# Post-process


During this stage we want to keep the best quality predictions. So we can apply:

   * A threshold to the probability, to preserve the results with high values.
   * A minimum area filter, to keep the predictions that correspond to large areas and eliminate false positives (FP) due to small fluctuations.

We can process the results in different ways, for example we can first polygon the prediction result while applying a threshold to the probability. Then work with a vector file to filter the predictions from small areas.

In this example we work as follows

1. first polygonize each result while applying a threshold to the classes
2. we join all the results to have a single vector file (but one could work with each result independently if they wanted to)
3. Before applying the minimum area filter, it may be useful first to apply a buffer -> dissolve -> multiparts to single parts, this generates that the predictions that are capable are small but are together with others are combined forming a single larger area and avoiding then the minimum area filter removes them
4. We apply the minimum area filter

**Apply a threshold to de probability and poligonize**

In [None]:
import os 

from os import walk
from tqdm import tqdm

PATH = os.path.join('./data_result_cba/','onedate_FW')

results_folder = os.path.join(PATH,'160_160/')

filter_results_folder         = os.path.join(PATH,'filtered/') 
vector_results_folder         = os.path.join(PATH,'vector_geojson/')

!mkdir -p $filter_results_folder
!mkdir -p $vector_results_folder

input_files = next(walk(results_folder), (None, None, []))[2]  # [] if no file
print(input_files[:1])
DEBUG=True 

for raster in tqdm(input_files):
  
    if "tif" in (raster):
        
        src = results_folder + raster 
        dst = filter_results_folder + raster  


        !gdal_calc.py -A $src --A_band=1 -B $src --B_band=2 \
        --calc="(A>140)*(B<240)*100+(A>0)*(B>240)*200" \
        --outfile=$dst

        if DEBUG: print("convert into a vector")
        #convert into a vector
        vec_file_name = raster[:-4] + '.geojson'
        vec_sdt = vector_results_folder + vec_file_name
        
        !gdal_polygonize.py $dst $vec_sdt


**Merge all de the results**

In [None]:
from glob import glob
import subprocess

files = glob('./data_result_cba/onedate_FW/vector_geojson/*.geojson')

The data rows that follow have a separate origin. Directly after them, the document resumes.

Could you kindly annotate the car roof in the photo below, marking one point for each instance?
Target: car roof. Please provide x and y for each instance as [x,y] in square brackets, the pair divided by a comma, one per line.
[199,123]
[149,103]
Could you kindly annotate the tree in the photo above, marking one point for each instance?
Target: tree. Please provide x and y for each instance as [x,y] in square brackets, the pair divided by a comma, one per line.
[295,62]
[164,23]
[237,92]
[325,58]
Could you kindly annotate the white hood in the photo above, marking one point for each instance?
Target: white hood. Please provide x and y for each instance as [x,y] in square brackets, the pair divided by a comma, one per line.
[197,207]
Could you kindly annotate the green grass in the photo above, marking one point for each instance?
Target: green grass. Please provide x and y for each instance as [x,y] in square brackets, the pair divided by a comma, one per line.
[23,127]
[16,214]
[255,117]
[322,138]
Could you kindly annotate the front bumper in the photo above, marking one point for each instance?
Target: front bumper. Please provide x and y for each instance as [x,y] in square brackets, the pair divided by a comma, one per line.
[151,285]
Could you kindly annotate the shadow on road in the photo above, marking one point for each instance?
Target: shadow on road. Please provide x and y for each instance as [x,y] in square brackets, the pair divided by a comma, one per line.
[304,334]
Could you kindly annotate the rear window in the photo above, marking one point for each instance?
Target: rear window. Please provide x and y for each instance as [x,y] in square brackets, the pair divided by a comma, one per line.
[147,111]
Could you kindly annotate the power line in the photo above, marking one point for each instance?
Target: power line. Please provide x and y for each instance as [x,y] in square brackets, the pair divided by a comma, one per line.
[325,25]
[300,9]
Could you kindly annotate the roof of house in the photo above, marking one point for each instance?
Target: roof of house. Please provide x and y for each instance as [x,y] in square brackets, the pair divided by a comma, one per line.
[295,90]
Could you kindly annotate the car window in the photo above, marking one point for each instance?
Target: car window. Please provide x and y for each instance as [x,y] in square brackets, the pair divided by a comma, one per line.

for i, f in tqdm(enumerate(files)):
    if i==0:
        cmd = f'ogrmerge.py -f GPKG -o ./data_result_cba/onedate_FW/merged.gpkg -nln out {f}'
        subprocess.run(cmd, shell=True)
    cmd = f'ogrmerge.py -append -o ./data_result_cba/onedate_FW/merged.gpkg -nln  out {f}'
    subprocess.run(cmd, shell=True)

**Change to utm and create a file for each category**

In [None]:
# filter
    
# change to utm
name = './data_result_bar/onedate_FW/merged.gpkg'
name_utm = './data_result_bar/onedate_FW/merged_utm.gpkg'

!ogr2ogr -s_srs EPSG:4326 -t_srs EPSG:32720 -f 'GPKG' $name_utm $name
        
# buffer disolve
name_fuego = './data_result_bar/onedate_FW/merged_filter_buff_fire.gpkg'
!rm  $name_fuego   
!ogr2ogr \
    -t_srs EPSG:32720 \
    -f "GPKG" \
    -sql "select ST_union(ST_buffer(geom,50)) as geometry FROM out WHERE DN='100' " \
    -dialect SQLITE \
    $name_fuego \
    $name_utm

# buffer disolve
name_agua = './data_result_bar/onedate_FW/merged_filter_buff_water.gpkg'
!rm  $name_agua   
!ogr2ogr \
    -t_srs EPSG:32720 \
    -f "GPKG" \
    -sql "select ST_union(ST_buffer(geom,50)) as geometry FROM out WHERE DN='200' " \
    -dialect SQLITE \
    $name_agua \
    $name_utm

**Filter results of small areas**

In [None]:
min_area = 100000

input_path = './data_result_cba/onedate_FW/cba2.gpkg' 
output_path = './data_result_cba/onedate_FW/cba2__minarea100000.gpkg'


!ogr2ogr \
    -t_srs EPSG:32720 \
    -f "GPKG" \
    -sql "SELECT * FROM out m WHERE ST_Area(geom) > $min_area" \
    -dialect SQLITE \
    -nln results \
    $output_path \
    $input_path